Anyway, I think you are right, no worries with a class T.
Hi Brann,
Heat can be generated and spread to the whole terminal area connections if a stainless-steel washer is inserted along the electricity path. This is not an uncommon discovery when Steve D’Antonio conducts surveys and gives him something to write about (https://stevedmarineconsulting.com/battery-terminals/) in his excellent articles where I become aware of the myriad ways that us amateurs can make seemingly innocuous choices that can have unintended consequences.
My best, Dick Stevenson, s/v Alchemy
No washer there in my case. I’ll double check on the boat tomorrow, but I’m pretty sure there’s nothing between the holder and the fuse.
There’s a washer on top of everything along with a spring washer and a bolt of course, but these are not directly between the holder, the fuse and the lug.
the fuse rating was 300Amps. Here is a shot with a thermal camera. One can clearly see that the base of the fuse holder is extremely hot. The screw of the terminal was also very hot which got me quite worried. It seems heat finds weird ways to dissipate when it encounters dissimilar metals …
Hi Brann,
Thanks for the fill on that and the interesting pic. I just can’t see anything you did wrong although I suppose it’s possible that it’s a bad crimp and that’s where the heat is coming from, but the shot does not seem to support that.
Might be interesting to use a good meter to measure the voltage drop from:
Hi Brann,
That certainly seems concerning. Another possibility to check for is if the heat is actually coming from the battery terminal. Some of the lithium batteries have different internal connections to the positive and negative terminals and it is possible that could be the source of the heat. It is also a possible manufacturing defect. Since you already ordered the class T fuses, re-measuring post fuse change should tell you if this is the case. We use the MRBF fuses in a few spots so I am definitely interested to know what you find.
In my view, a lot of our DC systems live with legacy issues as each new generation of thing to come out tries to keep as much backwards compatibility with the other things.

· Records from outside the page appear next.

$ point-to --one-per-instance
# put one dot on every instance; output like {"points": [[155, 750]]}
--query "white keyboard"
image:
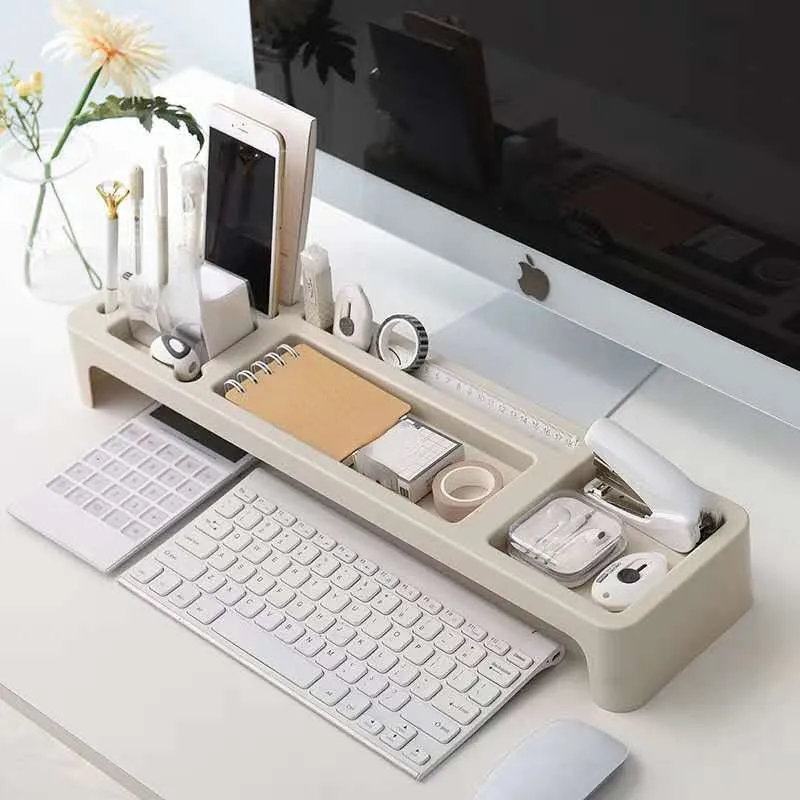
{"points": [[131, 487], [400, 657]]}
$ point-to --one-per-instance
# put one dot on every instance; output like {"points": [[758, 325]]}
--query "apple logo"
{"points": [[533, 281]]}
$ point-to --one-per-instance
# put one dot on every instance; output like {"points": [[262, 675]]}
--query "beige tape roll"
{"points": [[460, 488]]}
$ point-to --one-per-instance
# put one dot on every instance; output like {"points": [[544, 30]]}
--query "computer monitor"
{"points": [[646, 157]]}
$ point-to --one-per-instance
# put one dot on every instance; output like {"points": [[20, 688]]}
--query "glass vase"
{"points": [[57, 265]]}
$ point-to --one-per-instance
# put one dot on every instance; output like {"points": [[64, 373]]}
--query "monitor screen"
{"points": [[654, 146]]}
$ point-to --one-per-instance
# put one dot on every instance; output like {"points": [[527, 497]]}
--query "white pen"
{"points": [[137, 193], [162, 218], [113, 193]]}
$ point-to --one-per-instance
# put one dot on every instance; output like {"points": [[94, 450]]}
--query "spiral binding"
{"points": [[266, 364]]}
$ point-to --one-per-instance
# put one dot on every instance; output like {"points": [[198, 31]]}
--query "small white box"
{"points": [[408, 457]]}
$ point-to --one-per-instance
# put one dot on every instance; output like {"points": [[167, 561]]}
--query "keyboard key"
{"points": [[238, 540], [497, 646], [372, 684], [153, 492], [205, 610], [214, 526], [335, 600], [382, 660], [397, 639], [370, 724], [146, 570], [198, 544], [404, 674], [376, 626], [269, 619], [221, 559], [256, 551], [418, 652], [310, 644], [248, 519], [408, 592], [356, 613], [320, 621], [499, 671], [456, 707], [354, 705], [260, 584], [340, 634], [267, 650], [471, 654], [344, 577], [519, 659], [416, 754], [462, 680], [230, 594], [241, 571], [284, 517], [406, 615], [286, 542], [331, 657], [280, 596], [211, 581], [451, 618], [305, 554], [425, 687], [484, 693], [323, 541], [184, 595], [386, 602], [365, 566], [449, 641], [315, 588], [430, 721], [164, 583], [289, 631], [387, 579], [330, 690], [154, 517], [394, 698], [267, 530], [352, 671], [300, 608], [228, 507], [365, 590], [440, 666], [362, 647]]}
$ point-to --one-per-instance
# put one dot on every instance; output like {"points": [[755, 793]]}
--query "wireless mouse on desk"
{"points": [[567, 760]]}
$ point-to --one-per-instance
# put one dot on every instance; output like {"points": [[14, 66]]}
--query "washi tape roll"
{"points": [[460, 488], [402, 341]]}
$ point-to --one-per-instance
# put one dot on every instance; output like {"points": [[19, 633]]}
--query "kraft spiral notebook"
{"points": [[316, 400]]}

The biggest one is obviously the voltage, 12V was high at one point in time but it is nothing these days. Some of the battery connections I have seem look awfully small to me, when the copper leaving it is many times the terminal size, it makes you wonder. The idea of pulling a continuous 200A+ was nuts until very recently. Heck, our battery bank has probably never seen over 20A continuous load ever.
About 25 years ago I built a few electric cars for fun. The only practical choice for batteries was golf cart batteries. One of the cars ran 24X Trojan T145’s which are a little taller than a GC2 but otherwise the same hooked up in series. If we were competing in a hill climb, we could pull 600A+ continuous until you would hear a horrible sizzling noise and lose all power. The failure mode was the battery terminal melting which would compromise the battery case too. We learned that something like 15-20s doing this was the absolute limit. On another very similar vehicle we ran T105’s and I don’t think we ever melted any of those battery terminals, probably because those batteries ran the same terminals but couldn’t throw quite the same current. The controllers in golf carts are rated for much lower so there was no design need to support these currents when developing the batteries. Of course this is an I^2R loss so you can’t linearly extrapolate to other currents but it shows just how hot things will get as we were doing it in <20s which is nowhere near continuous.
Eric
Hi Eric,
I too have noticed that a lot of gear just does not seem to be keeping up with the power draw required my modern boats and systems, particularly at 12 volts. Like you, we use MRBF fuses on the J/109 but the max current they ever see is 75 amps charge.